Golloway claimed he did not commit the acts alleged by Auburn and should be provided a $1 million buyout. Auburn believes his firing was for cause.
The case could get messy, especially if it goes to court and enters the discovery phase. Auburn athletics director Jay Jacobs, however, is ready to see the case through the end — if it reaches court.
“Absolutely,” he said. “I’ll take it as far as they want to take it. Right is right, wrong is wrong.”
Golloway is suing the Auburn Board of Trustees, former Auburn athletics chief operating officer David Benedict, senior associate athletic director Rich McGlynn, director of baseball operations Scott Duval and athletics administrator Jeremy Roberts. He claims breach of contract along with defamation, fraud and tortious interference in the 86-page lawsuit filed in the U.S. District Court for the Middle District of Alabama.

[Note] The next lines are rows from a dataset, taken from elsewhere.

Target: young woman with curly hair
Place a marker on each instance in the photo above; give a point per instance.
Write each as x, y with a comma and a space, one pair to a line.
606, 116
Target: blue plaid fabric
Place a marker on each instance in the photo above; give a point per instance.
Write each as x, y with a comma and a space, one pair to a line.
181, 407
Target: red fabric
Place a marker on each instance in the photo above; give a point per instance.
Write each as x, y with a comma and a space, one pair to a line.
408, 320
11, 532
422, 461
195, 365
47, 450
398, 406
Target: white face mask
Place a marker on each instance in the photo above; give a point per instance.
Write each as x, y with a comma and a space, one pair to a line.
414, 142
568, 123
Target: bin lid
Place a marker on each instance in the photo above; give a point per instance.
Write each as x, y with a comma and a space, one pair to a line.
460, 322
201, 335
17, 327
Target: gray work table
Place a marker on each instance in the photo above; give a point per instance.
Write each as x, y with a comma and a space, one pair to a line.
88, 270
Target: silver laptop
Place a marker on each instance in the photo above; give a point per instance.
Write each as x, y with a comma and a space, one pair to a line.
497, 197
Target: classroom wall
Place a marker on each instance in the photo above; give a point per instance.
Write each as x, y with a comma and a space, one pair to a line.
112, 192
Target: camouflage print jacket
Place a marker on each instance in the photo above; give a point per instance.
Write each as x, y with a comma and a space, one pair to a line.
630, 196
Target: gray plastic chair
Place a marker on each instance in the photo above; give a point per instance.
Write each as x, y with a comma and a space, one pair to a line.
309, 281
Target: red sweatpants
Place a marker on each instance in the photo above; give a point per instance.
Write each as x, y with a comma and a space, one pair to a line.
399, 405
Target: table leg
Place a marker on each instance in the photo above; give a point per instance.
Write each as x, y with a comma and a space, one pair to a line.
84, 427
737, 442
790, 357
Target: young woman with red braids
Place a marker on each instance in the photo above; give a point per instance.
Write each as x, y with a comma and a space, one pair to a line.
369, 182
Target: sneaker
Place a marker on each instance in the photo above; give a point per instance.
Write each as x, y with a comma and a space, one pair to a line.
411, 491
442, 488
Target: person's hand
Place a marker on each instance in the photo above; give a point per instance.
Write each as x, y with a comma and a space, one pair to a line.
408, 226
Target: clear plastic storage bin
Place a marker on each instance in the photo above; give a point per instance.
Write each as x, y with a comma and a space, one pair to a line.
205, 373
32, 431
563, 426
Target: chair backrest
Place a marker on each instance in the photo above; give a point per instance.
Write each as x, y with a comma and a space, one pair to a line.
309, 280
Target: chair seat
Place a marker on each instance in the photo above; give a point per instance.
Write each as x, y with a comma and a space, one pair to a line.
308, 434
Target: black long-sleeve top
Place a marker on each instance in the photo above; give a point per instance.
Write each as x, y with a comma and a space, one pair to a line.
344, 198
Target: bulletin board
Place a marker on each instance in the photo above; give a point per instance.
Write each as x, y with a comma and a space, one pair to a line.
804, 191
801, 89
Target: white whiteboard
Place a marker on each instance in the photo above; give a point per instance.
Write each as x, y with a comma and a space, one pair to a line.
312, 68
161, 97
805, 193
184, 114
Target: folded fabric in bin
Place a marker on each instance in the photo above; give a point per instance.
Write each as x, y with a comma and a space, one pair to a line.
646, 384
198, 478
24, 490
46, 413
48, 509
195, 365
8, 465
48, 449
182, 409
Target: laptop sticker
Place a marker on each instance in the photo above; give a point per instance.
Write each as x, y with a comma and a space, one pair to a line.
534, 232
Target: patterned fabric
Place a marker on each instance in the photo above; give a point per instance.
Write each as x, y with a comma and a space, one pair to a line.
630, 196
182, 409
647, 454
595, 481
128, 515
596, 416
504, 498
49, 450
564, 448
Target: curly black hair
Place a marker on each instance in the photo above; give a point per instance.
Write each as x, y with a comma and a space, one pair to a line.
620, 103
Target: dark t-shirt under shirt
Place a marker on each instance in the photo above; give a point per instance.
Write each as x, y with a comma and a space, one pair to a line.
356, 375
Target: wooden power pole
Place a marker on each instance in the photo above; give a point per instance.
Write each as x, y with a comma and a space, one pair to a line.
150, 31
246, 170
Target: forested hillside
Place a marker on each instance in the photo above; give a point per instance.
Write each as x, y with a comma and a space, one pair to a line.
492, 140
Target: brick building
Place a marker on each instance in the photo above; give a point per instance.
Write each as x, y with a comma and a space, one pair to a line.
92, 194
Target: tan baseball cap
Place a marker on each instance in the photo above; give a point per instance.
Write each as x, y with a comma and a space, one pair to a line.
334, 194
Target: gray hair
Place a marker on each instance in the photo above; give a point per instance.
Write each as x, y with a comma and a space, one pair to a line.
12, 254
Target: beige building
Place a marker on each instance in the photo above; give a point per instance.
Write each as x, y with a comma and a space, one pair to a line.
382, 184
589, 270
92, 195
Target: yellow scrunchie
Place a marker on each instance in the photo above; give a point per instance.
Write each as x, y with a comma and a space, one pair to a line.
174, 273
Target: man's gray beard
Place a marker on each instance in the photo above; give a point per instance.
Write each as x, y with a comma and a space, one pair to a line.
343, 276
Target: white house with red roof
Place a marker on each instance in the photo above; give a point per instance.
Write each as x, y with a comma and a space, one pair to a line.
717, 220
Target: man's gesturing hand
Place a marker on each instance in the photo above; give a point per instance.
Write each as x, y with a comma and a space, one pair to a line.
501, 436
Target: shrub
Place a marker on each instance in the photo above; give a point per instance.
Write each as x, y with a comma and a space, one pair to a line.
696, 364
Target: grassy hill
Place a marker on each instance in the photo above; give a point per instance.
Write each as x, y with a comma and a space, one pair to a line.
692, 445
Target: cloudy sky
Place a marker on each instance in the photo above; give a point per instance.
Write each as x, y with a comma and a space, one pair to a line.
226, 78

Jacobs said he did not read the lawsuit and leaned on others to feed him information in the filing. He released a statement several hours after the lawsuit was filed.
“Instead of recognizing that he broke the rules, Sunny instead lashes out and attacks many members of the Auburn family,” Jacobs said in the statement. “It’s sad that it has come to this, but principle and decency require us not to give in. Sunny still has not come to terms with the seriousness of his violations and the reason he was terminated with cause in the first place. Instead of attacking others, it would be better if Sunny reflected on his own actions.
“Coach Golloway knowingly and repeatedly broke Auburn and NCAA rules, including an attempt to destroy evidence of his violations. We appreciated his coaching skills, but his actions left us no choice but to dismiss him from his position. He now seems to be using legal action in an attempt to divert attention away from his own misconduct.”
Jacobs stood by the comments Wednesday.
“We released a pretty good statement and certainly stand by that,” Jacobs said.
Auburn claims Golloway “knowingly and repeatedly broke Auburn and NCAA rules, including an attempt to destroy evidence of his violations.”
Golloway claims Jacobs told him “We’re not gonna pay you a dime, brother,” when he was informed the firing was for cause.
Golloway claims he responded to the athletics director: “Don’t call me brother.”
Golloway’s contract was worth $650,000 a year and was renewed through the 2019 season thanks to a one-year automatic rollover following the Tigers’ winning season in 2015.
Auburn would owe Golloway $1 million if he was fired “without cause.”